China’s manufacturing purchasing managers’ index, an official gauge of factory activity, was 49.6 in September, dropping below the 50-point threshold that separates monthly contraction from expansion for the first time since February last year.

The PMI figures are one of the clearest signals yet of weaknesses across China’s economy as it grapples with severe power shortages, a slowdown across its vast property sector and sporadic outbreaks of the highly infectious Delta variant of Covid-19.

China’s rapid recovery from the pandemic last year meant it outperformed other big economies. But this week economists added to a recent wave of growth downgrades as a worsening power crunch exacerbated an array of pressures.

Zhiwei Zhang, chief economist at Pinpoint Asset Management, said the weak PMI data should sound the “alarm” for the government. “Economic growth in the fourth quarter will likely slow further without a change of government policies, and the pace of slowdown may pick up,” he added.

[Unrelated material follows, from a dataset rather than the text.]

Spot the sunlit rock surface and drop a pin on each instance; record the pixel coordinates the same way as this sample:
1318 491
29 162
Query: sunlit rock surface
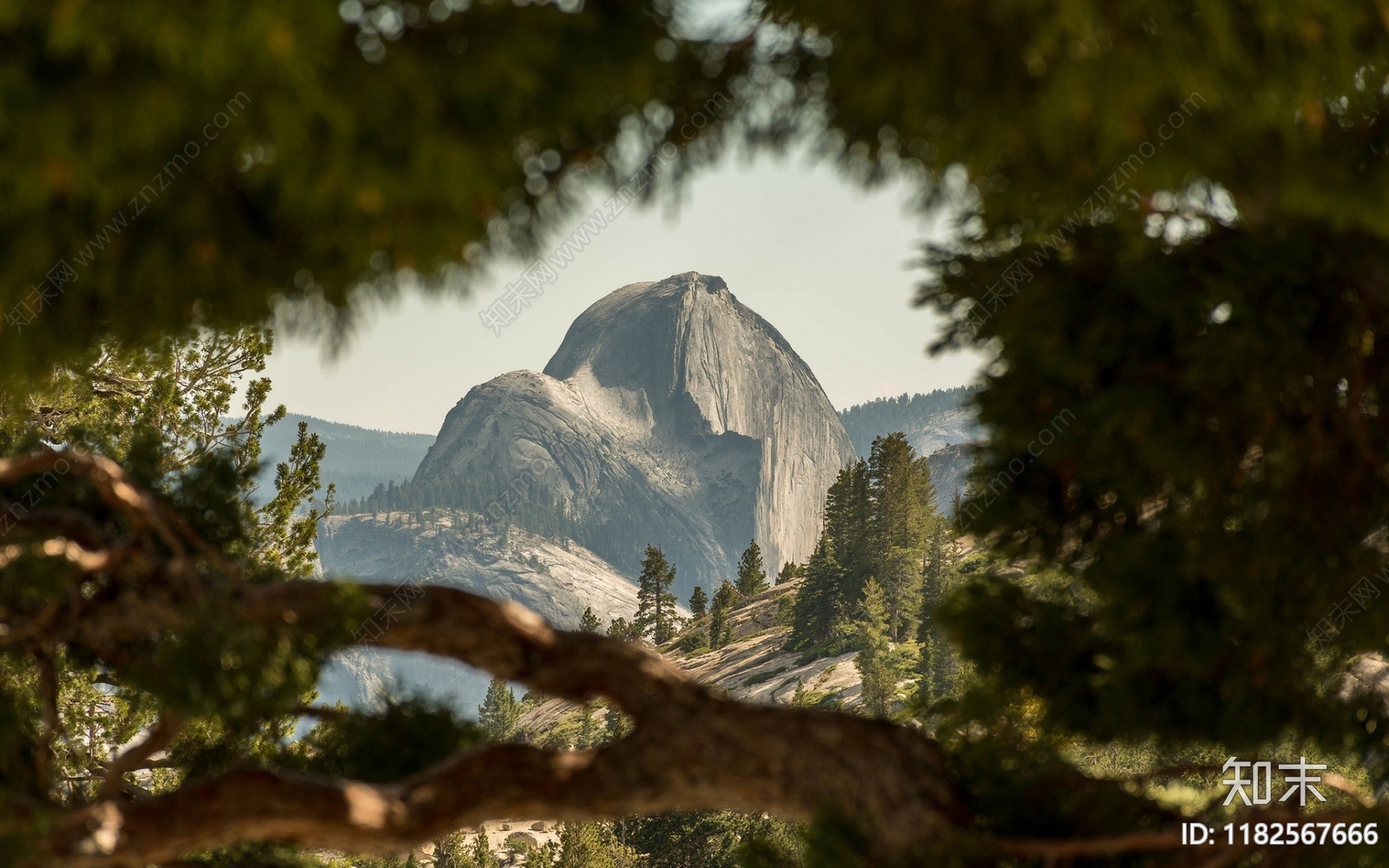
671 414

Goldman Sachs on Tuesday cut China’s 2021 growth forecast to 7.8 per cent from 8.2 per cent, citing “significant downside pressures” from energy shortages.

The shortfall, which has pushed up the price of coal, has arisen because of high industrial production and government environmental targets. Nomura also cut its full-year forecast and now expects growth of 7.7 per cent.

Ting Lu, chief China economist at Nomura, noted this week that the power issues may have been “underestimated” because of market attention on the fate of Evergrande, the heavily indebted property developer that last week missed payments on its offshore debts.

“The power-supply shock in the world’s second-biggest economy and biggest manufacturer will ripple through and impact global markets,” he said, adding that it would “very likely” result in a shortage of goods for Thanksgiving and Christmas.

The Caixin China General Manufacturing PMI, a private index that places greater emphasis on smaller, non-state businesses, had already contracted in August for the first time since April 2020.

In September, it rebounded to hit exactly 50, as stronger domestic demand made up for a shortfall in exports and production. The Caixin survey takes place earlier in the month than its official counterpart.

While sporadic outbreaks of the virus heralded the return of lockdowns to parts of China in September, restrictions were less severe and widespread than in previous months, when they had weighed on travel and consumer activity.

The loosened restrictions helped the official non-manufacturing PMI, which largely tracks services, to a surprise rebound. The metric hit 53.2 following a contraction last month when it plunged to 47.5.